In the name of accountability, hospitals should embrace new Internal Revenue Service guidelines seeking more information on how and why they deserve tax-exempt status.
The IRS has required that hospitals have a policy in place saying they treat anyone entering the emergency room regardless of ability to pay. But by widening its community-benefit standard for tax-exempt hospitals, the government intends to look for proof of indigent care in the ER and throughout the institution. The day is fast approaching when the tax man will demand statistics and breakdowns, not just promises and pledges.
As Deanna Bellandi reported last week, the IRS guidance memo is not a formal ruling, but it does offer insight into the agency's thinking on enforcement issues. Hospital managers would be wise to fully document how their organizations are meeting charity-care requirements. Administrators also should be prepared to answer a series of 14 questions an IRS agent might ask to gauge a hospital's charitable activities.

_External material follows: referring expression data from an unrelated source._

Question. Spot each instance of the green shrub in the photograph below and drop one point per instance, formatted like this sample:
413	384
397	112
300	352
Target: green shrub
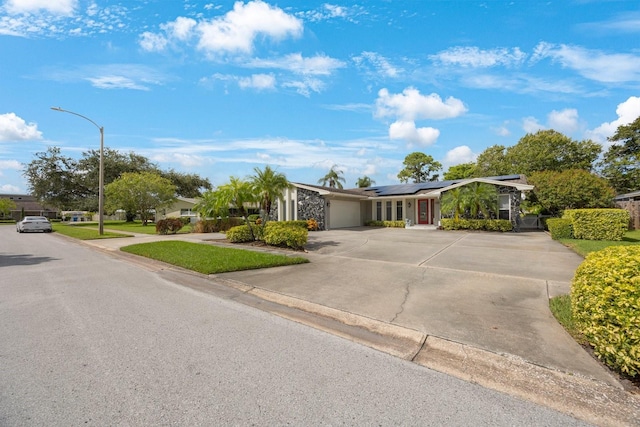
169	225
286	233
560	228
239	234
476	224
605	298
598	224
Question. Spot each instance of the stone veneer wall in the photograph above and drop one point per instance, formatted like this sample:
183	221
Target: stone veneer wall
311	205
515	197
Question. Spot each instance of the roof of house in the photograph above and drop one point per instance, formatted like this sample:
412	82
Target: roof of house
430	187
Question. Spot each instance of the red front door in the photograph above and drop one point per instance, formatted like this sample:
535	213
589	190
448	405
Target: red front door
425	211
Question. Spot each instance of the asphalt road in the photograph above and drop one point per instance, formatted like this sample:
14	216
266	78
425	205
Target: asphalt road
90	339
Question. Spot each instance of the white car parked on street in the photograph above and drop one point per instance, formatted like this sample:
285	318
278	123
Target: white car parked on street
33	223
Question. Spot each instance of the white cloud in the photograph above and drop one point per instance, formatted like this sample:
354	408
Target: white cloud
14	128
565	121
237	30
410	105
530	125
408	131
592	64
458	155
627	112
381	65
258	81
474	57
58	7
318	65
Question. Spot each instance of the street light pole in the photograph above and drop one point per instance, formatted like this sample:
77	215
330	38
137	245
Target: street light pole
101	169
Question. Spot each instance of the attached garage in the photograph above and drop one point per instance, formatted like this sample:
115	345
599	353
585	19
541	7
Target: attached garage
343	213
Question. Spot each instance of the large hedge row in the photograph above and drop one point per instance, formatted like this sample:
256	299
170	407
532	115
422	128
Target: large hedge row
476	224
605	299
598	224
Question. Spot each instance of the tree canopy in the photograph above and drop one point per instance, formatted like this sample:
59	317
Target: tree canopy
140	193
419	167
66	183
334	178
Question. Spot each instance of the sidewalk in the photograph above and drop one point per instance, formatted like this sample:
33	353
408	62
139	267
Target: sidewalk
474	305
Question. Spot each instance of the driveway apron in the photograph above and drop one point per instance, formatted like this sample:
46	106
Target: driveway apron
488	290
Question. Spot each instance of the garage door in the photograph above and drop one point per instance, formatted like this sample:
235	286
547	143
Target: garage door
344	213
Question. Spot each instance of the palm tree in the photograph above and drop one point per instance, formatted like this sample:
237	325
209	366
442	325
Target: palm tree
365	182
453	202
332	178
481	198
268	186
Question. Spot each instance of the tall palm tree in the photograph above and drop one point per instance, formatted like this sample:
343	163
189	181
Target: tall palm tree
482	198
268	186
333	178
365	182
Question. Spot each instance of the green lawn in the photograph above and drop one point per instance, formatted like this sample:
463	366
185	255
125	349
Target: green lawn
209	259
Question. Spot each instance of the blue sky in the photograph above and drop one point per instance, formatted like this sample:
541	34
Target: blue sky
218	88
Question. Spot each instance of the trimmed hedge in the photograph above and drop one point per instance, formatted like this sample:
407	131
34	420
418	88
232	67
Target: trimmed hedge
560	228
388	224
169	225
598	224
239	234
605	299
286	233
477	224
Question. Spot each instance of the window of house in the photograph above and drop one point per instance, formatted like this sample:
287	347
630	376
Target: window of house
504	206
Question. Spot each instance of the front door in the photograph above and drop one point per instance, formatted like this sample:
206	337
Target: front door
425	211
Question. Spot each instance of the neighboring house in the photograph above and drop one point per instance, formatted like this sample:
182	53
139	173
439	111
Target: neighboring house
630	202
28	205
417	204
181	208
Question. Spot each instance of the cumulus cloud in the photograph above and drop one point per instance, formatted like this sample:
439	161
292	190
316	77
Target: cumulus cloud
14	128
474	57
258	81
57	7
410	105
407	130
458	155
591	64
626	111
565	121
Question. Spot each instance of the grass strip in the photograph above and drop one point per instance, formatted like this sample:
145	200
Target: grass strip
209	259
83	233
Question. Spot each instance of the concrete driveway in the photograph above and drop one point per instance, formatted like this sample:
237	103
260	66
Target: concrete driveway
487	290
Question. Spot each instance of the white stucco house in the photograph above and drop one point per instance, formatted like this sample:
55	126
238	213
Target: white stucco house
417	204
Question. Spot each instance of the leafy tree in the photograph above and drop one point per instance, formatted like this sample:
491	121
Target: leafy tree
548	150
53	179
461	171
493	162
268	185
334	178
621	169
6	205
364	182
481	198
556	191
419	167
628	137
187	184
140	193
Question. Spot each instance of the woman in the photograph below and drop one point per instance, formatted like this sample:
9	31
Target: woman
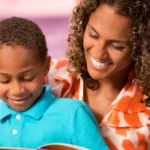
107	38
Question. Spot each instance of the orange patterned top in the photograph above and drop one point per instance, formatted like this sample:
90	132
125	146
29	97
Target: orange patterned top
126	124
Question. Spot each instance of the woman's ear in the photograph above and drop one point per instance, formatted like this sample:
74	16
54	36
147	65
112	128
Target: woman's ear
47	65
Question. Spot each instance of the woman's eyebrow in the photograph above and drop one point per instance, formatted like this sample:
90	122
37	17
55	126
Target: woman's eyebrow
93	29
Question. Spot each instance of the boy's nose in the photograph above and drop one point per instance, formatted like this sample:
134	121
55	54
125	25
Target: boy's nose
17	89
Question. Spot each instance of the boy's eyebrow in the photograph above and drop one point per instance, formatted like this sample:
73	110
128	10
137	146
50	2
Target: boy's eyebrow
117	41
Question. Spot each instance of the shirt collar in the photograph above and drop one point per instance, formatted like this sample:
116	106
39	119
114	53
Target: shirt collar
129	99
36	111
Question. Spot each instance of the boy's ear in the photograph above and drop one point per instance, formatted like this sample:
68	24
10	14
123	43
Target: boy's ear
47	65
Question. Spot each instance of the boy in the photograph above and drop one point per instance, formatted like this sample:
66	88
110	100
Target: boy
30	115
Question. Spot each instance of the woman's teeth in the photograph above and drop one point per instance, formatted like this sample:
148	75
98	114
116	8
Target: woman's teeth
98	64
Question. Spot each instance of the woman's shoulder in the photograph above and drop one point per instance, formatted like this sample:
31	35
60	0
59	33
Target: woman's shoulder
63	82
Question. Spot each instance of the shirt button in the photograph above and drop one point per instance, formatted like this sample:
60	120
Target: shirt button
18	117
14	131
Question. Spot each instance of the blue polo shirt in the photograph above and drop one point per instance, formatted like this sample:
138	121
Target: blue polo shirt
50	120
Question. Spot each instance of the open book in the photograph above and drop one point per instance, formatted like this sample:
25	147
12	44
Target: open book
56	146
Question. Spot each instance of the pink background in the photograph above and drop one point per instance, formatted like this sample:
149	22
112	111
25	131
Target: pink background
51	15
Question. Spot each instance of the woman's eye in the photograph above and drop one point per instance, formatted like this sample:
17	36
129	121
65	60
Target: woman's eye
117	47
5	82
93	36
28	79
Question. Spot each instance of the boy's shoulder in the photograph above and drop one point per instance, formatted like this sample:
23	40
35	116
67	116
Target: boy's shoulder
69	102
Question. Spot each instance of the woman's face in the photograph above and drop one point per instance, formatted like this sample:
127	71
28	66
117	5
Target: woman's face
107	43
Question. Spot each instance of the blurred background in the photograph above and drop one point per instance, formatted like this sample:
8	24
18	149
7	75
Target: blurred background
51	15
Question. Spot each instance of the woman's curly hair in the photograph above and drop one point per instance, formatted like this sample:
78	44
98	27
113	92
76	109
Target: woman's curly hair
139	12
19	31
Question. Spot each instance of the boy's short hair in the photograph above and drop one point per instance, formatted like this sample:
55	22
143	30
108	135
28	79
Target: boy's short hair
23	32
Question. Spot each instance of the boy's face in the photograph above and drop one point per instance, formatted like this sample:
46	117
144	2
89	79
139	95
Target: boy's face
21	77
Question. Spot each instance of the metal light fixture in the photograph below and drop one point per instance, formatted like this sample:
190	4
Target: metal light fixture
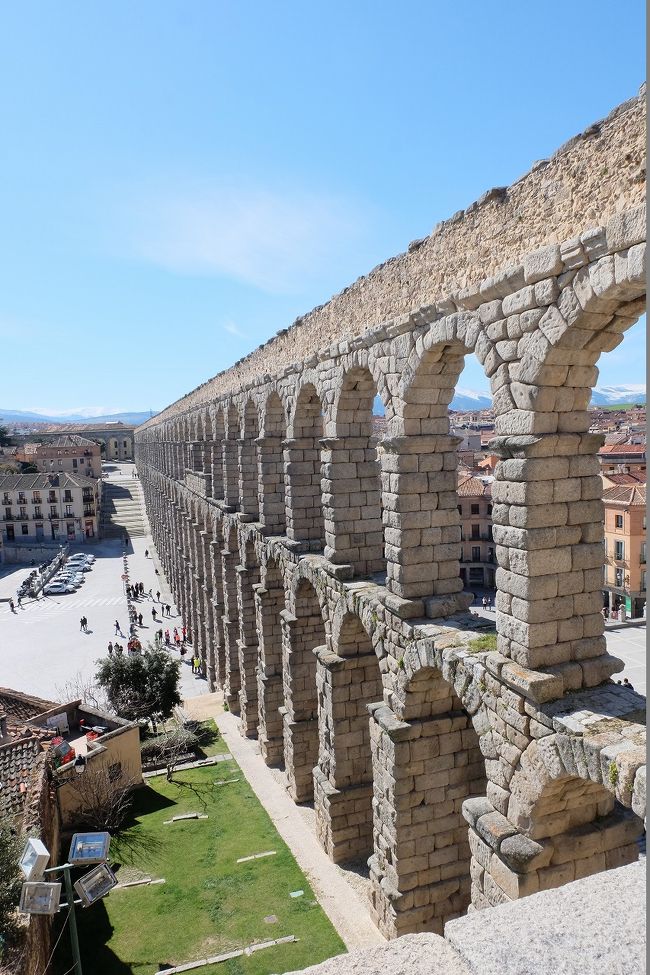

For example, an agent may want to know if a hospital keeps detailed records about the number of times and the circumstances under which it provided free or subsidized care. The gumshoe might inquire how and when the hospital decides whether a patient will be able to pay for services rendered, or if outpatient and diagnostic services are provided to the needy.
These are fair questions for healthcare organizations seeking to maintain tax-exempt status. Hospitals already provide more than $20 billion per year in uncompensated care. Fortunately, many already have detailed breakdowns on charity care, bad debt, in-kind services and other community-benefit programs. Those not aggressively tracking their activities face financially painful consequences.
Further evidence that the government is taking a firmer stand came in a recent federal appellate court decision denying tax-exempt status to a surgery center co-owned by Redlands (Calif.) Community Hospital. Tax-exempt status is not a given right. It must be earned.